When you give up, it’s not yourself you hurt the worst. It’s everybody who cares about you.
The people who love you and look up to you are your power, not the money.
Like Oscar Wilde said, the poor in America don’t think of themselves as a repressed lower class, but as temporarily embarrassed millionaires.
“The most powerful corporations and banks hire the most expensive lobbyists, who buy the votes of the most powerful politicians. Capitalism is a free exchange between two entities without the use of force. That’s not what we have anymore. The word for what we have is oligarchy. It means that we are ruled by a few powerful people. Our system is rigged, and the people who benefit are the richest corporations. The White House and Congress are our symbols of freedom and leadership, but that’s all they are: symbols. The richest corporations lead us.

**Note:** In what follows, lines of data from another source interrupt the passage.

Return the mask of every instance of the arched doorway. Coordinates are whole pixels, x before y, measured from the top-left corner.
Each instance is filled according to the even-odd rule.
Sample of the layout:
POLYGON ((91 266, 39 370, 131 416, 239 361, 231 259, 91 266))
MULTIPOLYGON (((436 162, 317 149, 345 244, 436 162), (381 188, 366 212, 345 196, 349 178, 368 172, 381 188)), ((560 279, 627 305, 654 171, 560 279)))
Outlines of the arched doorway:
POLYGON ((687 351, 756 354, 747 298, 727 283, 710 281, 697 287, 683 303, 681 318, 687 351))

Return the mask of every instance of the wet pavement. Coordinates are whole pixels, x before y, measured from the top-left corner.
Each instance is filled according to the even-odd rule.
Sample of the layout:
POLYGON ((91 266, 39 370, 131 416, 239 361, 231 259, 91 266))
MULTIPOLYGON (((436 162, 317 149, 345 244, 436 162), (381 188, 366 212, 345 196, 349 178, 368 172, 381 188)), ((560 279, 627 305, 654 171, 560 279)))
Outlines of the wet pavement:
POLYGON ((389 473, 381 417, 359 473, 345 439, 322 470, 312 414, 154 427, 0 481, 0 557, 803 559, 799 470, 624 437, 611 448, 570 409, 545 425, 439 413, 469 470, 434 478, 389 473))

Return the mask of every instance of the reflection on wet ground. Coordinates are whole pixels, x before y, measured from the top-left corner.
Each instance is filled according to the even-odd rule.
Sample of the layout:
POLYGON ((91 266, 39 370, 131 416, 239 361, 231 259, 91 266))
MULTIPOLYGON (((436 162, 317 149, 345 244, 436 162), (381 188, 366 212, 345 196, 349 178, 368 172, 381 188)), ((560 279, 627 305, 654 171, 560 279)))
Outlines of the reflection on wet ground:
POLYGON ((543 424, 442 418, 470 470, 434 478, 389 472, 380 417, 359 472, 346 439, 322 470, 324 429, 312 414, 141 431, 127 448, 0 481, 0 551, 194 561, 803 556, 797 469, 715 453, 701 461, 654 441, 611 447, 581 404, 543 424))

We’re taught from an early age by advertising agencies that we’re only as good as the wealth we have. It isn’t true. We’re not their slaves. We’re people. We’re not numbers on a spreadsheet. We aren’t disposable if we don’t make enough. This is our country, not theirs.
Plato wrote that the gods were jealous of man’s powers after the days of creation, that we had four arms and four legs and two heads, and were full of love and intelligence and grit, so they split us in half and threw our halves all around the earth. The point of life, then, is to find your other half and become whole again. The tragedy of life is if you find them and don’t hold on.”